I just have a light strip at the back on the bottom of the stand and on a 30 gallon tank with the daylights on, a colored background isn't really possible as the LED's don't really show up. I was thinking I could mount another strip in the hood and aim it at the back of the tank, but I haven't gotten there yet.

Also, because it's a white background, ANYTHING growing on the glass is noticeable. Right now I'm going for the late Industrial Revolution look as I'm in the middle of a brown algae phase and the sky looks a little smoggy lol.


----------



## meppitech

Was thinking you have to be able to get film that is frosted to different degrees. Anyhow, i came across this thread and thought it might wrap up nicely with the final product. Especially for those that pull up this thread looking to try it themselves. Very nice with the lighting also.


----------



## creekbottom

I guess you could double layer it. When I was shopping it comes in different styles but this one was the most uniform.
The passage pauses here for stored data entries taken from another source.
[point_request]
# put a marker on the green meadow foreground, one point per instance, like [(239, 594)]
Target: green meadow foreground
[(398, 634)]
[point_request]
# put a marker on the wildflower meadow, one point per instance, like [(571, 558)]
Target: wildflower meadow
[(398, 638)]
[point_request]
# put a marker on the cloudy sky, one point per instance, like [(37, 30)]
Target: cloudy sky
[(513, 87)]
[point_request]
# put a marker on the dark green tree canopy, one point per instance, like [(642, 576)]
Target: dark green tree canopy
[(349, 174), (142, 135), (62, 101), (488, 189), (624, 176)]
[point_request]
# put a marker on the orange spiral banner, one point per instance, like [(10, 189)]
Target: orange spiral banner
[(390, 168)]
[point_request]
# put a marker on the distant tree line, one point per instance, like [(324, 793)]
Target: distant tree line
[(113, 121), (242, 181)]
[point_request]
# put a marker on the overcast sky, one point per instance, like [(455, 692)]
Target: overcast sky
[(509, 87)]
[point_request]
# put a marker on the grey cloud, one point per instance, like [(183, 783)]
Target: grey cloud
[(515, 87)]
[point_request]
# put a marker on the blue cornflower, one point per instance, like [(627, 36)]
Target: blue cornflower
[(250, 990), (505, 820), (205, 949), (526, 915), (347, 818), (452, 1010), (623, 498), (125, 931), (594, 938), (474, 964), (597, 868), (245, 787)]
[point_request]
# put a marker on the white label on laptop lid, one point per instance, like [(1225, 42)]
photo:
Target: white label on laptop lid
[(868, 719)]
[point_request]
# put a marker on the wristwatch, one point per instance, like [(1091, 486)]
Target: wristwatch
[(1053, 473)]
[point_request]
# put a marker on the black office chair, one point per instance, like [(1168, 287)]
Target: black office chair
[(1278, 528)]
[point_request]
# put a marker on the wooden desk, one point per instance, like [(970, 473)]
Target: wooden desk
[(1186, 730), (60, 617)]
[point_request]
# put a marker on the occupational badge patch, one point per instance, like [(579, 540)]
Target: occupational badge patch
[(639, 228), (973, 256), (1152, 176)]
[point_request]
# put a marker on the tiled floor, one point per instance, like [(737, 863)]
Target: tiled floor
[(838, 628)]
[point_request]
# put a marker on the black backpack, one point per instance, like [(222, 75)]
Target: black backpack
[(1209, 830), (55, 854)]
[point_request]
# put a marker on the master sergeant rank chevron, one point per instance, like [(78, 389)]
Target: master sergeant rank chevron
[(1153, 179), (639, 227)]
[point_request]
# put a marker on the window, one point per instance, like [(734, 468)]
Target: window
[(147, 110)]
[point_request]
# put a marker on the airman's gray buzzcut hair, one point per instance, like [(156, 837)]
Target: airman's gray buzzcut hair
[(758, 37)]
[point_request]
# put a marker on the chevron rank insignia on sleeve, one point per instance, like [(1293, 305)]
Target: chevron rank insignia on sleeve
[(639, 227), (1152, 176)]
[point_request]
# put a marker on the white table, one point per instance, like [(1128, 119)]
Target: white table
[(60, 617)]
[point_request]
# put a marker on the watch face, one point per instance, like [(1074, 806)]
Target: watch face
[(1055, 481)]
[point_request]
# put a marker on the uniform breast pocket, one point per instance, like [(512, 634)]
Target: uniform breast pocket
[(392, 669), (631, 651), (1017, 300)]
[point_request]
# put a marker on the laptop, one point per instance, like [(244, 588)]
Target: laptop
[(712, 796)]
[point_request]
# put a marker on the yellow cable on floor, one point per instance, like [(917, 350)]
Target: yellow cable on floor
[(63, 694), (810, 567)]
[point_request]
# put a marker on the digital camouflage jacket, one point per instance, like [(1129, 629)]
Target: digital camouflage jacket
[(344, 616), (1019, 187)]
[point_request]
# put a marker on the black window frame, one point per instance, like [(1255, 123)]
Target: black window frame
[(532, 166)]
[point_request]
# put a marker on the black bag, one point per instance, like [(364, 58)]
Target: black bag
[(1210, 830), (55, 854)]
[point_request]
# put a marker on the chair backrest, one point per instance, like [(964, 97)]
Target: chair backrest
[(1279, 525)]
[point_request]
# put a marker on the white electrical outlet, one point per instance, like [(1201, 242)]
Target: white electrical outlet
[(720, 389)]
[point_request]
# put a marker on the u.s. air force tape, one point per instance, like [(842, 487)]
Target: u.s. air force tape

You could also try painting it with an etched glass kind of paint.


----------



## flight50

meppitech said:


> Was thinking you have to be able to get film that is frosted to different degrees.


That's what I assumed. I also figured that since the majority of tank backgrounds are black, that the smoke or privacy would get you a pretty good gradient from dark to well lit backlighting. Nevertheless, looks like your getting a pretty good effect though. Thx for posting your results.


----------